Pero ésta certeza solo nace de un corazón que conoce a Jesús, que se ha encontrado verdaderamente con la persona de Jesús, que lo ha tocado en la carne de los más débiles. De ésta experiencia nace la real motivación para el bien obrar, de poder hacer el bien sin mirar a quien. Es nuestro obrar que no busca el mérito propio ni la paga.
Dice el Papa Francisco en la Exhortación Apostólica Evangelii Gaudium en el nro 264:
El encuentro personal con el amor de Jesús que nos salva
La primera motivación para evangelizar es el amor de Jesús que hemos recibido, esa experiencia de ser salvados por Él que nos mueve a amarlo siempre más. Pero ¿qué amor es ese que no siente la necesidad de hablar del ser amado, de mostrarlo, de hacerlo conocer? Si no sentimos el intenso deseo de comunicarlo, necesitamos detenernos en oración para pedirle a Él que vuelva a cautivarnos. Nos hace falta clamar cada día, pedir su gracia para que nos abra el corazón frío y sacuda nuestra vida tibia y superficial. Puestos ante Él con el corazón abierto, dejando que Él nos contemple, reconocemos esa mirada de amor que descubrió Natanael el día
que Jesús se hizo presente y le dijo: «Cuando estabas debajo de la higuera, te vi» (Jn 1,48).
¡Qué dulce es estar frente a un crucifijo, o de rodillas delante del Santísimo, y simplemente ser ante sus ojos! ¡Cuánto bien nos hace dejar que Él vuelva a tocar nuestra existencia y nos lance a comunicar su vida nueva! Entonces, lo que ocurre es que, en definitiva, «lo que hemos visto y oído es lo que anunciamos» (1 Jn 1,3). La mejor motivación para decidirse a comunicar el Evangelio es contemplarlo con amor, es detenerse en sus páginas y leerlo con el corazón. Si lo abordamos de esa manera, su belleza nos asombra, vuelve a cautivarnos una y otra vez. Para eso urge recobrar un espíritu contemplativo, que nos permita redescubrir cada día que somos depositarios de un bien que humaniza, que ayuda a llevar una vida nueva. No hay nada mejor para transmitir a los demás.
A través nuestro Él está haciendo el bien a nuestros hermanos, somos simples servidores. No hemos hecho nada más que cumplir con lo que tenemos que hacer.
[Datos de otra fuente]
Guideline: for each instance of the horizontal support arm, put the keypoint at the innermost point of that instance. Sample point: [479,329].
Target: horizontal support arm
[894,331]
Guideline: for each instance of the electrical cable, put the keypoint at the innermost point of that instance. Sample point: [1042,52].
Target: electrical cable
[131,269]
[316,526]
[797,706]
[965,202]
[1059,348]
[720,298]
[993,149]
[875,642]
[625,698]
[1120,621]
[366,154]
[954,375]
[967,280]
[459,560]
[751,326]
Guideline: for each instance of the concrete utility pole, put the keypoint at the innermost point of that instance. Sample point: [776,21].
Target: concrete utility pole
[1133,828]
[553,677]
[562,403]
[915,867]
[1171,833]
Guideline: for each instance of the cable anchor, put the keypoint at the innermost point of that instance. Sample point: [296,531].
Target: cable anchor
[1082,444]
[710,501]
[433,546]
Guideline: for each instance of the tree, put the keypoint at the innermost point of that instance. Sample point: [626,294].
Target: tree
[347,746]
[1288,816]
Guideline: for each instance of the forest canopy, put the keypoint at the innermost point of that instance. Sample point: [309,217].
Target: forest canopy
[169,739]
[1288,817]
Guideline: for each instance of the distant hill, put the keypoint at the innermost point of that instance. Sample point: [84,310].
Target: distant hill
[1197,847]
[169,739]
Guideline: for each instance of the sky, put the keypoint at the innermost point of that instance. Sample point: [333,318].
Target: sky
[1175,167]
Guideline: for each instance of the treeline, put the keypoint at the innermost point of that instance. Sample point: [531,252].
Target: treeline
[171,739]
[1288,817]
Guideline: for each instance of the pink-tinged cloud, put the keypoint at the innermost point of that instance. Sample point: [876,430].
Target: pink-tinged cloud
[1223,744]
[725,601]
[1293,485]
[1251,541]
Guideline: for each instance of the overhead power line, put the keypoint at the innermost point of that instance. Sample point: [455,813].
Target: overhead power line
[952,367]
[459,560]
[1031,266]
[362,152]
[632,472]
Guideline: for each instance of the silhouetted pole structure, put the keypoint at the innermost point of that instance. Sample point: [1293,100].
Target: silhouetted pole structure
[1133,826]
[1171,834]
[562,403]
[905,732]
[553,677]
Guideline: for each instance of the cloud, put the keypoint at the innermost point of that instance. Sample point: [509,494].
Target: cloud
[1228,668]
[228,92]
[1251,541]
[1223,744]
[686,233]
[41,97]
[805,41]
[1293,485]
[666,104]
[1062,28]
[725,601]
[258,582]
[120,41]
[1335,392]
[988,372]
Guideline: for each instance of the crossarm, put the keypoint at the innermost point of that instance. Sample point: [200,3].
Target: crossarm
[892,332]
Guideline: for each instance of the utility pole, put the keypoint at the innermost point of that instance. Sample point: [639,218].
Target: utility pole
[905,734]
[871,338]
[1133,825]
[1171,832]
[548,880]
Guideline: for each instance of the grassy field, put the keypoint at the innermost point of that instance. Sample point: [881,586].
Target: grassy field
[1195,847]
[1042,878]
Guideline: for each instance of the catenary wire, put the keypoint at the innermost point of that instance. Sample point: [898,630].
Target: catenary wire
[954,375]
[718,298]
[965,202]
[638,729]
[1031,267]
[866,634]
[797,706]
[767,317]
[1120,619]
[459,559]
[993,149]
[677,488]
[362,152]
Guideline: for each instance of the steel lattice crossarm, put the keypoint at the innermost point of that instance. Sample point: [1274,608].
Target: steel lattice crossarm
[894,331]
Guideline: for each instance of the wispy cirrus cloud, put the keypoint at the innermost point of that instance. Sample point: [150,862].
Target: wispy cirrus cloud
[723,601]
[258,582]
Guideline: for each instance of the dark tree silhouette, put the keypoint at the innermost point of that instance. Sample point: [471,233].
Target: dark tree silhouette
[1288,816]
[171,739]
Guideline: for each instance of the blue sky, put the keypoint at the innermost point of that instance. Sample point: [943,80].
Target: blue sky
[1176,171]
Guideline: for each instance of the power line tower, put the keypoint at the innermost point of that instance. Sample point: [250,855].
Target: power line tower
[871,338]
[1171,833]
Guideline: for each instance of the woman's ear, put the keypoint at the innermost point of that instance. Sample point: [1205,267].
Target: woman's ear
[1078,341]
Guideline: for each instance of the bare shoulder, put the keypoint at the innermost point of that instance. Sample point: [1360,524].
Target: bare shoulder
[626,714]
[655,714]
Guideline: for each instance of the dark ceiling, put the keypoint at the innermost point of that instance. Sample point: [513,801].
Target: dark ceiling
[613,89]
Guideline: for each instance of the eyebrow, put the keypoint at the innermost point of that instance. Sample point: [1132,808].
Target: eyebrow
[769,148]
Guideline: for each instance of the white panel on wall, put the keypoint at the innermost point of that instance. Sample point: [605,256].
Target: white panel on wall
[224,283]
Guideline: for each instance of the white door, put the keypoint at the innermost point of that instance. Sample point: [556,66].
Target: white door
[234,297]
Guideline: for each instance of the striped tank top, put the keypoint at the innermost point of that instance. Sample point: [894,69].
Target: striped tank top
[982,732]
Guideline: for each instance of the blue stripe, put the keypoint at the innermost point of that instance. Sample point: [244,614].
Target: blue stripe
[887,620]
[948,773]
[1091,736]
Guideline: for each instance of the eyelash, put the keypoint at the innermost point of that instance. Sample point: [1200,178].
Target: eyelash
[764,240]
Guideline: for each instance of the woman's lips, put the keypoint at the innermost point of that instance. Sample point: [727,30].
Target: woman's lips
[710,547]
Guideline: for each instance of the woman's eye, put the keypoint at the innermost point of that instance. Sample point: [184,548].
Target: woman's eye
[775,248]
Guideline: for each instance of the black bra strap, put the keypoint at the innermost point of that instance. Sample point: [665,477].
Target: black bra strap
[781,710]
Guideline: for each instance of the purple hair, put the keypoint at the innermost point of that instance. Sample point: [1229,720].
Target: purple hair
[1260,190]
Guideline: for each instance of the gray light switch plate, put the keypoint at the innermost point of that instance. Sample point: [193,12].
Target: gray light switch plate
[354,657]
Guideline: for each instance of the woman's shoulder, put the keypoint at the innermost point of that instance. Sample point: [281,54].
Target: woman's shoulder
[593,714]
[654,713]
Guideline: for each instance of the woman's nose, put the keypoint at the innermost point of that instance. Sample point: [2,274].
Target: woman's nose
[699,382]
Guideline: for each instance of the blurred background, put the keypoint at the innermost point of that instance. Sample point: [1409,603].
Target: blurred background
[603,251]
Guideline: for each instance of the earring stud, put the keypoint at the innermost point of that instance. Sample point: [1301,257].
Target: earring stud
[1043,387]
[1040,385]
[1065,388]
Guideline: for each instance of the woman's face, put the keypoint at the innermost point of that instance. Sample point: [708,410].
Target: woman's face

No dejemos de tener en cuenta que el servicio también siempre trae una realidad de cruz. Tal vez por la incomprensión, por aquellas que no salen como uno lo esperaba. La cruz forma parte del servicio y la recompensa es Dios, no podemos pretender otra cosa.
Hacer bien lo que tenemos que hacer es una recompensa en sí misma.